En se penchant sur les effets cumulés de toutes ces pressions, 27 experts de six pays, qui s’étaient réunis en avril à l’Université d’Oxford et dont le rapport est la synthèse des travaux, dressent un tableau très inquiétant. Ce panel scientifique conclut que « la combinaison des pressions exercées a créé des conditions qui se retrouvent lors de chacune des précédentes extinctions de masse d’espèces de la Terre ». Au cours du demi-milliard d’années écoulées, cinq extinctions de masse sont survenues après des calamités naturelles, au cours desquelles plus de 50 % des espèces existantes ont disparu. Parmi les signaux qui sont au rouge : le réchauffement des océans et leur acidification qui entraînent l’hypoxie (faibles niveaux d’oxygène). « Ils constituent trois facteurs que l’on retrouve dans chacune des extinctions de masse de l’histoire de la Terre », écrivent les experts.

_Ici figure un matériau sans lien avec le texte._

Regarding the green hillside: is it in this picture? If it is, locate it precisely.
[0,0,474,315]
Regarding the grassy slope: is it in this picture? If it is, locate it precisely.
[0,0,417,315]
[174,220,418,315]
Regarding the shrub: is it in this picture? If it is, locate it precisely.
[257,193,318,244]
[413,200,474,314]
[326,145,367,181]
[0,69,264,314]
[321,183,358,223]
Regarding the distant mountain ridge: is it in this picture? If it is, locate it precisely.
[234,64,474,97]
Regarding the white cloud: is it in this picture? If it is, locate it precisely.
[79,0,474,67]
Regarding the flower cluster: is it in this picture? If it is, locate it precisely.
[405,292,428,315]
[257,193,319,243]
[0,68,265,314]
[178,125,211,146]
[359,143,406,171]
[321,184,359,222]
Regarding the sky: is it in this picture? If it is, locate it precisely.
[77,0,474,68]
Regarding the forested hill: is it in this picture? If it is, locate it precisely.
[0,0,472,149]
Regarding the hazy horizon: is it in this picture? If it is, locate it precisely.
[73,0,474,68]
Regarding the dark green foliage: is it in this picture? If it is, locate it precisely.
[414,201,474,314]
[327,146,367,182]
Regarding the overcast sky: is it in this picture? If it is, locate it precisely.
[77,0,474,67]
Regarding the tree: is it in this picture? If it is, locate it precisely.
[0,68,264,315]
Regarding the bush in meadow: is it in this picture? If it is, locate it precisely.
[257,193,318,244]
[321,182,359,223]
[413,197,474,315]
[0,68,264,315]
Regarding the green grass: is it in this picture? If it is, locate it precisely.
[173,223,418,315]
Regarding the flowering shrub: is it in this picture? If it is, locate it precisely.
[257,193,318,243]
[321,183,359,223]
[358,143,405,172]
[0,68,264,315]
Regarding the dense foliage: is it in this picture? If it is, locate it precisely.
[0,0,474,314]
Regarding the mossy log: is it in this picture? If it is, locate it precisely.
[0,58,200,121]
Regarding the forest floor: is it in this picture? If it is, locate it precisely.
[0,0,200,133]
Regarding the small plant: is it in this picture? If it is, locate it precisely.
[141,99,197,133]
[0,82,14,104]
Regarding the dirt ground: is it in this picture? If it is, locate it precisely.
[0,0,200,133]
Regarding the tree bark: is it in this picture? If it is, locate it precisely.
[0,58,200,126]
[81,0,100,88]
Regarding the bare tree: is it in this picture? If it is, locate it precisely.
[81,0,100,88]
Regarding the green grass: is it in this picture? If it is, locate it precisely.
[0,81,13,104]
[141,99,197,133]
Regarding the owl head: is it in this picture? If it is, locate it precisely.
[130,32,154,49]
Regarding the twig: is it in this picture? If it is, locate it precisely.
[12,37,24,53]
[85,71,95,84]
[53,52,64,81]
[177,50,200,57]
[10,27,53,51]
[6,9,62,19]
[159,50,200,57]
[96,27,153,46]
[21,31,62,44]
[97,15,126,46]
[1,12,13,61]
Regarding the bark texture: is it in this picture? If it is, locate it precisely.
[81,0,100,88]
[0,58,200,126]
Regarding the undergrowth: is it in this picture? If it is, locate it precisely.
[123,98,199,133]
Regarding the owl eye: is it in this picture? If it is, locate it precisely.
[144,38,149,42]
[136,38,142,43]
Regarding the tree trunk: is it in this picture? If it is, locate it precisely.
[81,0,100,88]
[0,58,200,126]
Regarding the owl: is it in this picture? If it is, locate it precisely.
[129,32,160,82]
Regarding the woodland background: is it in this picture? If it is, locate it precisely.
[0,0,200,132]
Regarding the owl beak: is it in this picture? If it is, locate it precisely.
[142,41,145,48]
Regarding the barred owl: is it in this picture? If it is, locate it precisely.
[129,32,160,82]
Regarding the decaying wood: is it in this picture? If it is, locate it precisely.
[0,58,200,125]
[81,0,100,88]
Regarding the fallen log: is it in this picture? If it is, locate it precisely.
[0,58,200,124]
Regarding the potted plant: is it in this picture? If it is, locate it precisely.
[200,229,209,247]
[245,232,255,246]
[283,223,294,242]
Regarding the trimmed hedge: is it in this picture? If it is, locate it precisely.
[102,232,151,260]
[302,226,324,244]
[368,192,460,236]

Globalement, le rapport juge que « la vitesse et le taux de dégénérescence dans les océans sont bien plus rapides que tout ce qui avait été prévu ». « De nouvelles recherches suggèrent que des polluants, parmi les retardateurs de flamme chimique et les muscs synthétiques que l’on trouve dans les détergents, peuvent être retrouvés jusque dans les mers polaires », et à terme dans les poissons, mettent-ils encore en avant.
L’océan est « le plus grand écosystème sur Terre, qui maintient notre monde dans des conditions vivables », rappellent les experts, qui demandent « instamment l’adoption en urgence d’un meilleur système de gouvernance de la haute mer, encore très peu protégée, mais qui représente la majeure partie des océans du monde entier ».